By Patrick Collinson, The Guardian

May 5, 2004

The new EU nations face a pensions catastrophe, but the British state pension is on a more secure footing than almost any other in Europe, according to a report published yesterday.

Slovakia scored worst and Luxembourg best in a study of the schemes of the 25 EU members by actuaries Aon. 

In Slovakia, there are only 1.6 people working for every one person retired, compared to Luxembourg, where the "dependency ratio" is 4.4. Britain came towards the top of the table, with 2.6 people working for every retired person. The EU average is 2.2. 

High unemployment rates and generous early retirement dates mean that pension systems are creaking in all of the ten new EU entrants. Hungary, where women can pick up a state pension at age 55, has only 3.6 million people working to support a retired population of 2.2 million. 

However in the new EU nations, relatively low state pensions means that the economic impact is softened.
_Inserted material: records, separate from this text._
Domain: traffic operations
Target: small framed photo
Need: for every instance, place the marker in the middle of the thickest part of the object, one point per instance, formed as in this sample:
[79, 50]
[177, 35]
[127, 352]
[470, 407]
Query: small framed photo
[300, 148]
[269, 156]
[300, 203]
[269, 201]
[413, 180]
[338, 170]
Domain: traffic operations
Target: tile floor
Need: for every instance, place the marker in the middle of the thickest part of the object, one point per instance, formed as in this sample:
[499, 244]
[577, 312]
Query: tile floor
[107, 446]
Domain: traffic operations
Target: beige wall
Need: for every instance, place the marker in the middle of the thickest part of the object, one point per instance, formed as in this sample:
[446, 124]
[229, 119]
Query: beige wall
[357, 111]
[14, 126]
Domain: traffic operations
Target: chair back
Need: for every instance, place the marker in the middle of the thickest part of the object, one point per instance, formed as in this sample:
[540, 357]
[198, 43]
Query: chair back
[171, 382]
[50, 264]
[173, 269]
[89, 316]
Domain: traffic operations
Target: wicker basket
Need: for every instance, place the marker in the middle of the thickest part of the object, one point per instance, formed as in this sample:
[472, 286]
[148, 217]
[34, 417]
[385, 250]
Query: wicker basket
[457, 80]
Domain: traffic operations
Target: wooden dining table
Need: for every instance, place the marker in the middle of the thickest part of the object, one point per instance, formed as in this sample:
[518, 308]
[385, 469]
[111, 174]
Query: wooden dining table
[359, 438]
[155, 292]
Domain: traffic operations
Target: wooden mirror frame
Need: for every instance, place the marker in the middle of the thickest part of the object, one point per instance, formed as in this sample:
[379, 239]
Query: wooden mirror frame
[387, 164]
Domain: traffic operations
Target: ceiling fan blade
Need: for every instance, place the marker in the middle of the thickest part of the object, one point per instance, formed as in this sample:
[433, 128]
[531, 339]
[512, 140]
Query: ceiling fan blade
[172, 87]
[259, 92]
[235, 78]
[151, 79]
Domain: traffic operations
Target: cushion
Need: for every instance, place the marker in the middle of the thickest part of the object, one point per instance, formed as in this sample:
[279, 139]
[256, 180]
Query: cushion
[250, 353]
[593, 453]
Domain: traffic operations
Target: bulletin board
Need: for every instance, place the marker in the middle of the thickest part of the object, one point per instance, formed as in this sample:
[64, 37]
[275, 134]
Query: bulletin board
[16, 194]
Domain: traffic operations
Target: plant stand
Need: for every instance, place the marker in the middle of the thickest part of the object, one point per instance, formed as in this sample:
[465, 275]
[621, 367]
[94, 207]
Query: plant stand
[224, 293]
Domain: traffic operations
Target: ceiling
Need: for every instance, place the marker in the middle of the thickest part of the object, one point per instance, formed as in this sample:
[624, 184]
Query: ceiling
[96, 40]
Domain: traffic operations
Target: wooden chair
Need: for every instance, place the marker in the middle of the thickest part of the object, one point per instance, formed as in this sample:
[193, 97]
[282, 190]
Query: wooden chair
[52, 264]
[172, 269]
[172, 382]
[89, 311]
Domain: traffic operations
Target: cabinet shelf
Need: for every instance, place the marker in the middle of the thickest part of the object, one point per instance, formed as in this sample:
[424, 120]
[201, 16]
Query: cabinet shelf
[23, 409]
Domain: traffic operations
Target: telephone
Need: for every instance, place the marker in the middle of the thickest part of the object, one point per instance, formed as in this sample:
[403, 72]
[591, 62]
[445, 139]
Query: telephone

In France and Italy, state pension benefits are a far greater burden on the public purse. 

In France, 22.6 million workers are supporting generous pension benefits for 13 million pensioners in contrast to Britain, where 28 million active workers are paying for the much less generous state pensions of 10.9 million pensioners. "The UK has among the highest numbers of workers supporting each state pensioner, but while our position looks favourable, we cannot be complacent," said Paul McGlone of Aon. 

It will be 25 years before Britain is like Japan, where the ratio is two workers for every one pensioner. "The long-term solution has to be working longer, retiring later and having more children," Mr McGlone said.